Our system identifies arbitration and court references in contracts by analyzing sentences, based on the idea that each sentence usually discusses one arbitration-court pairing. We assumed that a single sentence might mention more than one arbitration or court case, so we've developed machine learning models with multiple outputs, using a mix of classification trees. Specifically, we employ a combination of classification trees, with 5 outputs corresponding to 5 court types present in the markup. For every court type the system finds, it assigns a number that matches it with a particular type of arbitration, helping us accurately spot and categorize these legal references and how they're connected.

Dispute Subtype Detection

Unlike other analyses, identifying dispute subtypes required examining entire dispute clauses, not just isolated sentences or paragraphs. This broader context allows us to better apply TF-IDF or Word2Vec features, further informed by the outcomes of a solution-rule classification to accurately determine the type of dispute being discussed.

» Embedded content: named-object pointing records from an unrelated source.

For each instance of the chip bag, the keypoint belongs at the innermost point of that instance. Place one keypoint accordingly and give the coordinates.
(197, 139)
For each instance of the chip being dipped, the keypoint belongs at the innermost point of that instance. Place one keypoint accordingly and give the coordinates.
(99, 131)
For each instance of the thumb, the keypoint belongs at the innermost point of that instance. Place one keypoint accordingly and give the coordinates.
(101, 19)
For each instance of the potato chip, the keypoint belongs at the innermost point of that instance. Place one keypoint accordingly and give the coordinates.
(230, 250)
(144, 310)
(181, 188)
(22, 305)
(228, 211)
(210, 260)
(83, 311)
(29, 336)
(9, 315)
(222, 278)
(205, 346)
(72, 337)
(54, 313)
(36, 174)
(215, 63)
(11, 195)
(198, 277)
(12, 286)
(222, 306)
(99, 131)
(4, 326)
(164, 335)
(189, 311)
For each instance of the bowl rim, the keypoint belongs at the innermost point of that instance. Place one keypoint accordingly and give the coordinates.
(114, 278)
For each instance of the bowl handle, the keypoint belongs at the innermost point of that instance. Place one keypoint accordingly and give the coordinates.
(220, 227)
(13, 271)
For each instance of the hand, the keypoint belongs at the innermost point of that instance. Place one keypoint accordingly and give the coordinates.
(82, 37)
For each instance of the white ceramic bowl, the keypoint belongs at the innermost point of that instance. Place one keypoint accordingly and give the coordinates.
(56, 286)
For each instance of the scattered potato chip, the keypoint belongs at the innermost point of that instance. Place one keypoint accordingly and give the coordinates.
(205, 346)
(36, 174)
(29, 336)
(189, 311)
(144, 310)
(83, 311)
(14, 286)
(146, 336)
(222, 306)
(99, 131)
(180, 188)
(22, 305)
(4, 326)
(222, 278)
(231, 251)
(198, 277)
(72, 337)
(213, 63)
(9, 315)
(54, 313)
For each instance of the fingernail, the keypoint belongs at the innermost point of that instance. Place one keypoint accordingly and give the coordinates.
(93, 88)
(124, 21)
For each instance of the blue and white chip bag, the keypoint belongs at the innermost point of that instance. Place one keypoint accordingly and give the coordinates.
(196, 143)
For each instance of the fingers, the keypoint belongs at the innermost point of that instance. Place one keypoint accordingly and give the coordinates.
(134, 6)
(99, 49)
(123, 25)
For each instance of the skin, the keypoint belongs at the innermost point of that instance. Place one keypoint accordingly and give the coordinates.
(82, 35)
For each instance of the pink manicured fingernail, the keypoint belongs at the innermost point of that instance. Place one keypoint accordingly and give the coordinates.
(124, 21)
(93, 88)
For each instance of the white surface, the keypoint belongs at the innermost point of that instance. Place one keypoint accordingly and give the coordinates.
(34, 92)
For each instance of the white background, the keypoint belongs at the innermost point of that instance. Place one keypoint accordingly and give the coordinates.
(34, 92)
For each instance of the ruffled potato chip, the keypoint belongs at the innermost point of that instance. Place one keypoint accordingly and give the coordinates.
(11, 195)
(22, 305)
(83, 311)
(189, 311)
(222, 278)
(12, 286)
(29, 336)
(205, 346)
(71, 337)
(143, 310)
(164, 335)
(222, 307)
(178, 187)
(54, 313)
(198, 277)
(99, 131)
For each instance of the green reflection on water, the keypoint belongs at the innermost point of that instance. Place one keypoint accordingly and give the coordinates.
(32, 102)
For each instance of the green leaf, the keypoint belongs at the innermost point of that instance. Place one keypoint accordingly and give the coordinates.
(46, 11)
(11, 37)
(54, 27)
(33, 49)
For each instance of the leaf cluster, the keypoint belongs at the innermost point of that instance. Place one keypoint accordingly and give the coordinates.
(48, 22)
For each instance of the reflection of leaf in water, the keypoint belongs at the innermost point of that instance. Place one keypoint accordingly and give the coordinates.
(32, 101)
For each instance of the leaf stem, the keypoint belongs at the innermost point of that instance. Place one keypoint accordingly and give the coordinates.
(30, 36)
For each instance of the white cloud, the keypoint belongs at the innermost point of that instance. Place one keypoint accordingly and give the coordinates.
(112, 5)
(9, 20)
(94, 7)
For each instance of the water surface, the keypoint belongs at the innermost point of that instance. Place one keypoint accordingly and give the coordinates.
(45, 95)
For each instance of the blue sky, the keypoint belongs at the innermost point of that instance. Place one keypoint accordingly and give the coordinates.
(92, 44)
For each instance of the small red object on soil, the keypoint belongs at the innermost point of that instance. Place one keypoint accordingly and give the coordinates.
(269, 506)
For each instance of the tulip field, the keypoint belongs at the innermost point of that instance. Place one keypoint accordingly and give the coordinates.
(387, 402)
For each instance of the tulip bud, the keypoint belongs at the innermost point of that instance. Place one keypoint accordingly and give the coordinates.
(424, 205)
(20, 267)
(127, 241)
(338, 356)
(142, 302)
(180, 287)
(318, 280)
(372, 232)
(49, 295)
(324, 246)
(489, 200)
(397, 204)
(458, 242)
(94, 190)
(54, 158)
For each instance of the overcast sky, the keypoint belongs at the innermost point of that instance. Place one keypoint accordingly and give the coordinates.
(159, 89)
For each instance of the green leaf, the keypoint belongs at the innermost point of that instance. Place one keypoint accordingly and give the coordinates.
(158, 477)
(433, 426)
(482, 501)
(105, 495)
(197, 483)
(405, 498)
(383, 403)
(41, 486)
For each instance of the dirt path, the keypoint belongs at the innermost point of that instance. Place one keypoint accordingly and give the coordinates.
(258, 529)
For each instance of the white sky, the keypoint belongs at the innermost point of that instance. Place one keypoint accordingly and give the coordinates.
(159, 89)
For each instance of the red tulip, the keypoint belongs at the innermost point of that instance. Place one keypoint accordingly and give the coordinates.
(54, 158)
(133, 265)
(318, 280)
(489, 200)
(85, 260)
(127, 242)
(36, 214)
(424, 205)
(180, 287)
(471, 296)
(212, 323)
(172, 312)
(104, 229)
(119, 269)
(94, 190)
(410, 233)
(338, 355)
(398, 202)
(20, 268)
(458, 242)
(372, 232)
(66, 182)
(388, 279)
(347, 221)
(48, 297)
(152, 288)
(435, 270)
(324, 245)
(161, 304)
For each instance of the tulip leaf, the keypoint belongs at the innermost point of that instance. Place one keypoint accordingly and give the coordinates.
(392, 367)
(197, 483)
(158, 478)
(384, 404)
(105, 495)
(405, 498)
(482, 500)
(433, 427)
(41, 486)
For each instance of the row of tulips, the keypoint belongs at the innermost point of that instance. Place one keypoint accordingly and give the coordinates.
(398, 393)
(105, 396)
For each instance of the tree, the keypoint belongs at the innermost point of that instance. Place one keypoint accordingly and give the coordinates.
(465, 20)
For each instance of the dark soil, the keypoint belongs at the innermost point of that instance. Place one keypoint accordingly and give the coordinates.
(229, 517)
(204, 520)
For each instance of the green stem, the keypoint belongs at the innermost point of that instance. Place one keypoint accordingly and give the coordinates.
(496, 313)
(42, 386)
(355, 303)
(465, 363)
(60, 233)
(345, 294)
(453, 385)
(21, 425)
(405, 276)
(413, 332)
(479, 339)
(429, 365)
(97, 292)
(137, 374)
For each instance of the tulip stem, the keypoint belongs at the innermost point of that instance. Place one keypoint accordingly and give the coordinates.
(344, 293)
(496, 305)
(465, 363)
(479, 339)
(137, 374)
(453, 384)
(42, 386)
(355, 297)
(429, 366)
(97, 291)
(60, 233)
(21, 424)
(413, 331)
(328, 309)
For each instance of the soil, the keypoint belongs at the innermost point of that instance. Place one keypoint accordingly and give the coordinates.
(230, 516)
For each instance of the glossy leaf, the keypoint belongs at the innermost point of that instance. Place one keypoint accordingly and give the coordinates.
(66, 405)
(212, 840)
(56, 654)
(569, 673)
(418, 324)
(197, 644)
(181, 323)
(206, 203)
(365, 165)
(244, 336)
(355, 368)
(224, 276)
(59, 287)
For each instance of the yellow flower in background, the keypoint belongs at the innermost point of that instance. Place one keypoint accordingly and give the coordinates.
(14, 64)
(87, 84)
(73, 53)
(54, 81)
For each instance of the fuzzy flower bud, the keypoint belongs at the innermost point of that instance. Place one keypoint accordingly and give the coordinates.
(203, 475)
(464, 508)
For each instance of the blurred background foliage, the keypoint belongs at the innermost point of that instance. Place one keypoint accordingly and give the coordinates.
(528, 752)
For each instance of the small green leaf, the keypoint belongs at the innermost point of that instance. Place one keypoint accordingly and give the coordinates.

Our AI-powered system has revolutionized contract analysis for our clients, making the review process faster, enhancing clause detection accuracy, and streamlining document management. Notable improvements include:

  • Enhanced Clause Detection: Our advancements have led to a remarkable over 95% accuracy rate in identifying various types of clauses and their intricate details, such as confidentiality terms, cost sharing arrangements, and complexities involved in multiparty and multi-contract scenarios.
  • Precise Identification of Text Elements: The system's refined capabilities allow for the precise identification of smaller text fragments, including legal terminologies, rules, and geographic details, and adeptly establishes the relationships between these elements, such as associating a legal rule with its corresponding solution.
  • Automated Large-Scale Data Analysis: The introduction of automated processing for vast data sets via HTTP REST/JSON API and a message bus, followed by orderly storage in Docker Images/Containers, has cut down document processing time by half, allowing for rapid scaling of document analysis.

These advancements result in a 50% reduction in the time required for contract processing, minimizing errors and freeing legal professionals to concentrate more on client interactions and less on manual document handling.